Radovan Vujanović

Personal information
- Date of birth: 18 February 1982 (age 43)
- Place of birth: Aranđelovac, Yugoslavia
- Height: 1.83 m (6 ft 0 in)
- Position: Forward

Youth career
- Šumadija Aranđelovac
- Rapid Wien

Senior career*
- Years: Team / Apps / (Gls)
- 0000–2003: Favoritner AC / 1 / (1)
- 2003–2004: DSV Fortuna 05 / 15 / (5)
- 2004: Austria Wien II / 28 / (24)
- 2005: Paderborn / 15 / (2)
- 2006: Wehen Wiesbaden / 11 / (3)
- 2006–2008: Kickers Emden / 67 / (23)
- 2008–2010: Magdeburg / 63 / (35)
- 2010–2012: Hansa Rostock / 33 / (7)
- 2011–2012: → Preußen Münster (loan) / 26 / (3)
- 2012–2015: LASK / 92 / (69)
- 2015–2016: Horn / 28 / (19)
- 2016–2019: ASKÖ Oedt / 83 / (77)
- Total:  / 462 / (268)

= Radovan Vujanović =

Austrian-Serbian footballer (born 1982)

Radovan Vujanović (born 18 February 1982) is an Austrian-Serbian former professional footballer who played as a forward.

==Career==
Vujanović was born in Aranđelovac, then Yugoslavia. He began his football career at his home town club FK Šumadija Aranđelovac before moving to Vienna. There he played for the amateur team of Rapid Wien, then Favoritner AC and DSV Fortuna 05, before he joined Austria Wien in January 2004, playing 14 matches in the third-tier Regionalliga Ost. His 19 goals for the club aroused interest from German third-tier side SC Paderborn who signed Vujanović in January 2005.

With his new club he won promotion to the 2. Bundesliga and played four matches in Germany's professional second-tier league before joining Regionalliga Süd side SV Wehen in January 2006. Despite scoring three goals in eleven matches, Vujanović moved on in the summer 2006, joining Kickers Emden in the Regionalliga Nord.

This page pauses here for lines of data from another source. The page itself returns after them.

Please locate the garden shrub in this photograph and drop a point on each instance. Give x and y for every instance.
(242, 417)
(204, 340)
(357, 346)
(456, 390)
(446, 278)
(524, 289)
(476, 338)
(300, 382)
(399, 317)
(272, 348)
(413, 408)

After initial difficulties he established himself as a regular, scoring 22 goals in 60 matches.

After his Emden contract ran out, Vujanović joined 1. FC Magdeburg at the beginning of the 2007–08 season. He became a first team regular and was the only player to appear in all 34 matches in that season, also becoming the club's top scorer with 20 goals. For the 2009–10 season, Vujanović was made captain. When Magdeburg missed out on promotion to the 3. Liga, Vujanović dissolved his contract and joined Hansa Rostock for the 2010–11 season. He signed for Preußen Münster on loan in August 2011.